[Leetcode 1080] Insufficient Nodes in Root to Leaf Paths

原题说明

Given the root of a binary tree, consider all root to leaf paths: paths from the root to any leaf. (A leaf is a node with no children.)

A node is insufficient if every such root to leaf path intersecting this node has sum strictly less than limit.

Delete all insufficient nodes simultaneously, and return the root of the resulting binary tree.

Example 1:


Input: root = [1,2,3,4,-99,-99,7,8,9,-99,-99,12,13,-99,14], limit = 1

Output: [1,2,3,4,null,null,7,8,9,null,14]

Example 2:


Input: root = [5,4,8,11,null,17,4,7,1,null,null,5,3], limit = 22

Output: [5,4,8,11,null,17,4,7,null,null,null,5]

Example 3:


Input: root = [1,2,-3,-5,null,4,null], limit = -1

Output: [1,null,-3,4]

Note:

The given tree will have between 1 and 5000 nodes.
-10^5 <= node.val <= 10^5
-10^9 <= limit <= 10^9

解题思路

题目要去除所有不充分的点。这里对一个点是否充分的定义是：每一条从根节点开始，通过该点到达任意叶子节点的路径的和，都严格小于题目给出的值Limit。把所有不充分的点同时删除后，返回剩下的二叉树的根。
用dfs的方法解题，

当一个节点是叶子节点时，直接判断它是否是充分的，如果不是，返回nullptr，否则返回该节点的指针。
当一个节点不是叶子节点时，判断它的子节点是不是都是不充分的。如果都是不充分的，那么返回nullptr，也就是说它也是不充分的。否则返回该节点的指针。

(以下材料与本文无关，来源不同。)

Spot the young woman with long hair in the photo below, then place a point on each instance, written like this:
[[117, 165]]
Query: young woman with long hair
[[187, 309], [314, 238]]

工程上，C++可以选用smart pointer,从而不用考虑内存泄露的问题。

示例代码 (cpp)

/**
 * Definition for a binary tree node.
 * struct TreeNode {
 *     int val;
 *     TreeNode *left;
 *     TreeNode *right;
 *     TreeNode() : val(0), left(nullptr), right(nullptr) {}
 *     TreeNode(int x) : val(x), left(nullptr), right(nullptr) {}
 *     TreeNode(int x, TreeNode *left, TreeNode *right) : val(x), left(left), right(right) {}
 * };
 */
class Solution {
public:
    TreeNode* sufficientSubset(TreeNode* root, int limit) {
        return helper(root, limit);
    }
    
private:
    TreeNode* helper(TreeNode* node, int limit, int cur = 0) {
        if (node == nullptr) {
            return nullptr;
        }
        cur += node->val;
        if (node->left == nullptr && node->right == nullptr) {
            if (cur < limit) {
                delete node;
                return nullptr;
            }
            return node;
        }
        node->left = helper(node->left, limit, cur);
        node->right = helper(node->right, limit, cur);
        if (node->left == nullptr && node->right == nullptr) {
            return nullptr;
        }
        return node;
    }
};

示例代码 (java)

class Solution {
    public TreeNode sufficientSubset(TreeNode root, int limit) {
        if (root == null)
            return null;
        if (root.left == null && root.right == null)
            return root.val < limit ? null : root;
        root.left = sufficientSubset(root.left, limit - root.val);
        root.right = sufficientSubset(root.right, limit - root.val);
        return root.left == root.right ? null : root;
    }
}

示例代码 (python)

class Solution(object):
    def sufficientSubset(self, root, limit):
        """
        :type root: TreeNode
        :type limit: int
        :rtype: TreeNode
        """
        if root.left == root.right:
            return None if root.val < limit else root
        if root.left:
            root.left = self.sufficientSubset(root.left, limit - root.val)
        if root.right:
            root.right = self.sufficientSubset(root.right, limit - root.val)
        return root if root.left or root.right else None

复杂度分析

时间复杂度: O(n)
空间复杂度: O(1)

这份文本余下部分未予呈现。